On Monday, March 8, more groups and more people will be eligible to receive a COVID vaccine in Georgia—including public and private teachers.

Also on Monday, Georgia is expected to have tens of thousands of additional doses ready to go. That’s because the state will soon be receiving the new Johnson & Johnson vaccine.

The new vaccine is likely to arrive here just in time for the expanded eligibility.

Georgia Gov. Brian Kemp's office said that on Wednesday afternoon, he will announce his plans for the new vaccine, revealing how and where the state is going to distribute it.

He said he is expecting that 83,000 doses of the Johnson & Johnson vaccine will arrive in Georgia by next week, with more to arrive, week to week, later. That’s in addition to the nearly 200,000 doses of the two other vaccines - from Pfizer and Moderna - that Georgia is already receiving each week.

But the governor is still warning that supplies of all three vaccines will still not be able to keep up with demand, yet.

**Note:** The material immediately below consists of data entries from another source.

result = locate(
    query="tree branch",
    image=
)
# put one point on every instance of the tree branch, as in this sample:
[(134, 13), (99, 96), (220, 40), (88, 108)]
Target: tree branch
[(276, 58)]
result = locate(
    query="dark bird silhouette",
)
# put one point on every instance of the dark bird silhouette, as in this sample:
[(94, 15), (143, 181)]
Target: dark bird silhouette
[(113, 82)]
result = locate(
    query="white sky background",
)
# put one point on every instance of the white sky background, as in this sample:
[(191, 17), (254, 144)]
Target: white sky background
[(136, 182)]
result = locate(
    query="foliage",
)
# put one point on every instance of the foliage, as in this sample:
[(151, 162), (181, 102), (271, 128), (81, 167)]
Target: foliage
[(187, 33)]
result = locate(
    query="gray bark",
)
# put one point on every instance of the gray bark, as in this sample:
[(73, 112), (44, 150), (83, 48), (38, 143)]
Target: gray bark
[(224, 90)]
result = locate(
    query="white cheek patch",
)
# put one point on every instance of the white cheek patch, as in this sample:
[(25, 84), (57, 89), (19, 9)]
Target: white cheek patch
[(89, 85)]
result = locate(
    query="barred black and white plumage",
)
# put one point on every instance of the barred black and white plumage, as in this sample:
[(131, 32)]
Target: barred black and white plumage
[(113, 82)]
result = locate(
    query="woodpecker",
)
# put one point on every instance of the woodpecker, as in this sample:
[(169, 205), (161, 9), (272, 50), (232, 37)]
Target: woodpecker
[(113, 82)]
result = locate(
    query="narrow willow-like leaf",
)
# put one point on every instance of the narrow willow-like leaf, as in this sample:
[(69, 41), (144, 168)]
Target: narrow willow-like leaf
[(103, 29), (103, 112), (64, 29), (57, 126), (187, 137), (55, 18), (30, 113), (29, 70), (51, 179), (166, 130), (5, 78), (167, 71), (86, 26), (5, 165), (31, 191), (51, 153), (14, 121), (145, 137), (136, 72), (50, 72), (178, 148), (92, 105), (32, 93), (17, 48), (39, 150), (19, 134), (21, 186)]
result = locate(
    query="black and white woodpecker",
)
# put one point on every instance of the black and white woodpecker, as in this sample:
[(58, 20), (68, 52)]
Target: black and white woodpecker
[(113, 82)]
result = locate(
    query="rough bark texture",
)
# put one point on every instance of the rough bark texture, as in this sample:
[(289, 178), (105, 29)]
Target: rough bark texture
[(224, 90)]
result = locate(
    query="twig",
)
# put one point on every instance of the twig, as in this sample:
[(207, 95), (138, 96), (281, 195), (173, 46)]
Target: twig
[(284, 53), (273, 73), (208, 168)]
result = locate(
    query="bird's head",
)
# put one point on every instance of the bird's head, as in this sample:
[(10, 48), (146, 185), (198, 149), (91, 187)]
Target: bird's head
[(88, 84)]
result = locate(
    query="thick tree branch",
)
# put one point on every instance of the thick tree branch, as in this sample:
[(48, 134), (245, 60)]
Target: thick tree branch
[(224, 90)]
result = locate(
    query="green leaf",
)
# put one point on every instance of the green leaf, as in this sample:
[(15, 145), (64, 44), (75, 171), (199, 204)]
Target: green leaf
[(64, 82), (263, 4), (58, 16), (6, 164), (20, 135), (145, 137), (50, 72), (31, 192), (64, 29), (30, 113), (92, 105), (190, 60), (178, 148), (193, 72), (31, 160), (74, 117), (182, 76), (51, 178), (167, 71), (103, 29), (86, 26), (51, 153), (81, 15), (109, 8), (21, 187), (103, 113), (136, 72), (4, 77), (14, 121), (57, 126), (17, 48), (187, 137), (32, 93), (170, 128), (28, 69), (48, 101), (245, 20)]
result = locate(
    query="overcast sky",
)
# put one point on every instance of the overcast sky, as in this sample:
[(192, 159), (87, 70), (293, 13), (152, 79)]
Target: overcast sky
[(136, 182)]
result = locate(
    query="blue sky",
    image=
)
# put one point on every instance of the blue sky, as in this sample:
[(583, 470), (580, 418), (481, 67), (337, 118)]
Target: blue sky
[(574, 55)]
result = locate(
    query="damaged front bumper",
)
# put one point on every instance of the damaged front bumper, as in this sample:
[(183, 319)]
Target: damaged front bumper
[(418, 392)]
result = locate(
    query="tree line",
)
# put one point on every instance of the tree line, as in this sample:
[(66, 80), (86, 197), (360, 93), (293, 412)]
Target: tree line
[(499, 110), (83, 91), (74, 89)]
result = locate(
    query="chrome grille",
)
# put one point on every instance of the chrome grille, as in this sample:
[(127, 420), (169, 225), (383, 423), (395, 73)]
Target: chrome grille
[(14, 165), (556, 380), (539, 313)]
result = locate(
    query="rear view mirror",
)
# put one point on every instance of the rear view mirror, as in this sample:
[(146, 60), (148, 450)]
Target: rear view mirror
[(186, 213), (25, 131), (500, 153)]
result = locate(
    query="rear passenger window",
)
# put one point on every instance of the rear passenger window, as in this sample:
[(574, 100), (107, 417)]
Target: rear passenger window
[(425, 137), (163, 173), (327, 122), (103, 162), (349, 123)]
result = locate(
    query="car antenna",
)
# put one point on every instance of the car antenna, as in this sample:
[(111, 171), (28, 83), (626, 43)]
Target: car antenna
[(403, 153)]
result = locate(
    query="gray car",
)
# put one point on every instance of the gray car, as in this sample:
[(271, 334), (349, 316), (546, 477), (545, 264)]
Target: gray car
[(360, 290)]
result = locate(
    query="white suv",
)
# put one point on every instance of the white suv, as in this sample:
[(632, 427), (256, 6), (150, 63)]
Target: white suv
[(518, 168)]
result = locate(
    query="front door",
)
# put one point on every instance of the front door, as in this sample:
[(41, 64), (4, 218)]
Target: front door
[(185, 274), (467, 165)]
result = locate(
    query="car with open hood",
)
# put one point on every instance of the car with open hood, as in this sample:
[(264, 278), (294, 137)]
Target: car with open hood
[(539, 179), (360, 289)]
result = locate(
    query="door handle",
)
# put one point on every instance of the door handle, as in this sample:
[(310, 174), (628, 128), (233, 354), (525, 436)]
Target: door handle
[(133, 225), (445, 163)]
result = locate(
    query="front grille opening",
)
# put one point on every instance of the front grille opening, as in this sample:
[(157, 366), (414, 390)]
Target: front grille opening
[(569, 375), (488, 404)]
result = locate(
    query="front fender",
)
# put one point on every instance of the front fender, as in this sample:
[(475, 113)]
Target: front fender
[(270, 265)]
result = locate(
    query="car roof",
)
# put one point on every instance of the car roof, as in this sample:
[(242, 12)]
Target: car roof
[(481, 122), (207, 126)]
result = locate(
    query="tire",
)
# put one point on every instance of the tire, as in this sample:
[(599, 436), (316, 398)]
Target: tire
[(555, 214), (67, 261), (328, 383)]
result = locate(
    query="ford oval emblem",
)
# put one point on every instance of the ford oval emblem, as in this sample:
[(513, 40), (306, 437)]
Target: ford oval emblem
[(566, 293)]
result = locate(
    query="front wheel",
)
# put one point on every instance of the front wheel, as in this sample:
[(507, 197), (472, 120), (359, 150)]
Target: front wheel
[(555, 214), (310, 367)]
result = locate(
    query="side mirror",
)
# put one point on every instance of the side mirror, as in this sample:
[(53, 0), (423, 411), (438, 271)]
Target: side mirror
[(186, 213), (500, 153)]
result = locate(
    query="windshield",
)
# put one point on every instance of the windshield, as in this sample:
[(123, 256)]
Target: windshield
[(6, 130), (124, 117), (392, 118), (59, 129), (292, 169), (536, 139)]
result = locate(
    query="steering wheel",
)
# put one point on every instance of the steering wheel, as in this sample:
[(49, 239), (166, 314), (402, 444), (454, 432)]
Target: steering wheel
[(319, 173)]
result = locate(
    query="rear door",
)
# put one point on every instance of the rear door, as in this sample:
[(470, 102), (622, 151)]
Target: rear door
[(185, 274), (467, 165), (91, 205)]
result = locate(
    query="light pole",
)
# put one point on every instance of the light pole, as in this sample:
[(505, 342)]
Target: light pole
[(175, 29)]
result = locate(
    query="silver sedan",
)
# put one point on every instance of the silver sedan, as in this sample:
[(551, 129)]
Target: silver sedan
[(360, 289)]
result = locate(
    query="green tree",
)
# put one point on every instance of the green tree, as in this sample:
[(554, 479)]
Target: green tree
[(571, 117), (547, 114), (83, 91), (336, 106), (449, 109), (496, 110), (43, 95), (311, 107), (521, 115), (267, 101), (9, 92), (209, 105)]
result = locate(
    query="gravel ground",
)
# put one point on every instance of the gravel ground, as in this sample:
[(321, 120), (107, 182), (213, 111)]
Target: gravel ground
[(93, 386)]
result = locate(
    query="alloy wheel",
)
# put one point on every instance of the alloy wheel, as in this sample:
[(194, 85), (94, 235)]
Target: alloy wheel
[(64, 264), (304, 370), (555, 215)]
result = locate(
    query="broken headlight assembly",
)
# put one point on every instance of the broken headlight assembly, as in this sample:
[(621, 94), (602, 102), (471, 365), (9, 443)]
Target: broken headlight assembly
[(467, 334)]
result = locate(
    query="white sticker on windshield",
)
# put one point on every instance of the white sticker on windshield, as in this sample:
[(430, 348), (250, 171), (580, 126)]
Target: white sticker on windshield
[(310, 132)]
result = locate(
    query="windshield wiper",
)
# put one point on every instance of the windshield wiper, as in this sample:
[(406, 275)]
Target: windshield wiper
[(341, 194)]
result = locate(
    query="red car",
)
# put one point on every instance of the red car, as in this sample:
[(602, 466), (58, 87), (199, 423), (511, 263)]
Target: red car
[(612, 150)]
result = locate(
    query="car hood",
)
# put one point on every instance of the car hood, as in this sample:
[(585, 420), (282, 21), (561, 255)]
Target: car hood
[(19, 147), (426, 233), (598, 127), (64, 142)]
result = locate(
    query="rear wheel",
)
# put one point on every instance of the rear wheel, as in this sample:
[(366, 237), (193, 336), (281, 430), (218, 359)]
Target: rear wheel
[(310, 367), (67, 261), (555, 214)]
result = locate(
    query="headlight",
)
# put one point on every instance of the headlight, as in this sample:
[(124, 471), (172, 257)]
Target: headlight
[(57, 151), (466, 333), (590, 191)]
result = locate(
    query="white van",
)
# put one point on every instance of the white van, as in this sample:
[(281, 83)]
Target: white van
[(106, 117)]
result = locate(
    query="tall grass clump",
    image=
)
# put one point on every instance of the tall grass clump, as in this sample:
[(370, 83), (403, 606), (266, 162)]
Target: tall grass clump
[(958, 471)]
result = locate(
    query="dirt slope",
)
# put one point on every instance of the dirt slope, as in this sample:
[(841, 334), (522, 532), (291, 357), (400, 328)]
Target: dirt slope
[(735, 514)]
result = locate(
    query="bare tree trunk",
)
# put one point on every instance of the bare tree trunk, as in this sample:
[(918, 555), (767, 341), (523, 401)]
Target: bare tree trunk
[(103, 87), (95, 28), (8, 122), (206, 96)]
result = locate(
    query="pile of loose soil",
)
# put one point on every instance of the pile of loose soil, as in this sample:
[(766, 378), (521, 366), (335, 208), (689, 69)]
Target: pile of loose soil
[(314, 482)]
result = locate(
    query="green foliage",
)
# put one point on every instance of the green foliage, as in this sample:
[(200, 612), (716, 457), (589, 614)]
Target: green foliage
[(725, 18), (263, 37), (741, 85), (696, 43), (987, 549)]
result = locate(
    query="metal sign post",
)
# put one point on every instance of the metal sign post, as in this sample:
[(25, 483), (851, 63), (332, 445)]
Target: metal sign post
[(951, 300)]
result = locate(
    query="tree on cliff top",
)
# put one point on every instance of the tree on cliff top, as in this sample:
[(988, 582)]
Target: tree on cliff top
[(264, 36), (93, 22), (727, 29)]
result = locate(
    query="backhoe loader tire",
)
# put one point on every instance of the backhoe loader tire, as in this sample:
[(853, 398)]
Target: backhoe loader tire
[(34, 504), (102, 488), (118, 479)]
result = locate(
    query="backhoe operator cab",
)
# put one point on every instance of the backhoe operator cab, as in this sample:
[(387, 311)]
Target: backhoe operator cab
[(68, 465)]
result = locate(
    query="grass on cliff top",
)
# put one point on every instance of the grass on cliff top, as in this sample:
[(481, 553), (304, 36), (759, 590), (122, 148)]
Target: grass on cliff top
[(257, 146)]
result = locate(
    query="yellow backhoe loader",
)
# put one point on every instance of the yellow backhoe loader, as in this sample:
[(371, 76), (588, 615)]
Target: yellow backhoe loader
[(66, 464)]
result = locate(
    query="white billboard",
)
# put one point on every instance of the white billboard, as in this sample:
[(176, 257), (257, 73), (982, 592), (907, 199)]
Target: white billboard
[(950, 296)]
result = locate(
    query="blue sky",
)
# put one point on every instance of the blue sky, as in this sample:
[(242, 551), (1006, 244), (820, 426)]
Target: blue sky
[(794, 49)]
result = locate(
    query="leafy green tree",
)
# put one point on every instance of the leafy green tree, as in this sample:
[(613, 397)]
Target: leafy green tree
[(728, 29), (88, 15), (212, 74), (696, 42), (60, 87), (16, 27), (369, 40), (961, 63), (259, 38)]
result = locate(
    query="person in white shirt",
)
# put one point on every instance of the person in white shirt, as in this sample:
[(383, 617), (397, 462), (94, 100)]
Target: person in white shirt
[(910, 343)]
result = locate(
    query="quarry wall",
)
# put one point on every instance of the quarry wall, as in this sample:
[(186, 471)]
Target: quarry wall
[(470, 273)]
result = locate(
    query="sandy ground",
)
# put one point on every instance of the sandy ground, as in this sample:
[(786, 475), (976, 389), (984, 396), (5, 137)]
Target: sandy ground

So, Georgia and other states are advising everyone: if and when you’re able to get an appointment, take whichever vaccine you can get because "time is of the essence. Getting vaccinated saves lives," explained  Dr. Marcella Nunez-Smith, the Chair of the Biden-Harris Administration COVID-19 Health Equity Task Force.

"The overall vaccine supply creates opportunity for people to get vaccinated,” she said. 

“We also recognize that individuals may have a preference to get a single dose vaccine - those who do not want to return for a second dose or would have difficulty returning for a second dose - and we understand that," Nenez-Smith added. "Still, as a physician, I strongly urge everyone in America to get the first vaccine that is made available to you when it is your turn. If people want to opt for one vaccine over another, you know you may have to wait."

Atlanta physician Dr. Frita Fisher echoed the sentiment that getting any vaccine is better than waiting.

“I don’t want people to pick and choose,” she said on Tuesday. “All three of the vaccines are safe, all three of the vaccines prevent death from COVID-19.”

Fisher pointed to the research that shows the new Johnson & Johnson vaccine is 85% effective at preventing serious disease - but 100% effective at preventing hospitalizations and deaths. And she said that since only one dose of the J&J vaccine is required - instead of the two doses that are spread three or four weeks apart, like the other vaccines - that makes the J&J vaccine, she said, more available to more people faster.

“Which really helps,” Fisher said. “Especially in underserved communities, and communities where people cannot afford to take off multiple work days, or in populations where they have trouble travelling and getting to vaccination sites.”

The expectation and hope in Georgia is that as supplies of all three vaccines increase, the supplies will not only eventually meet the demand, but knock out the virus and all its mutations.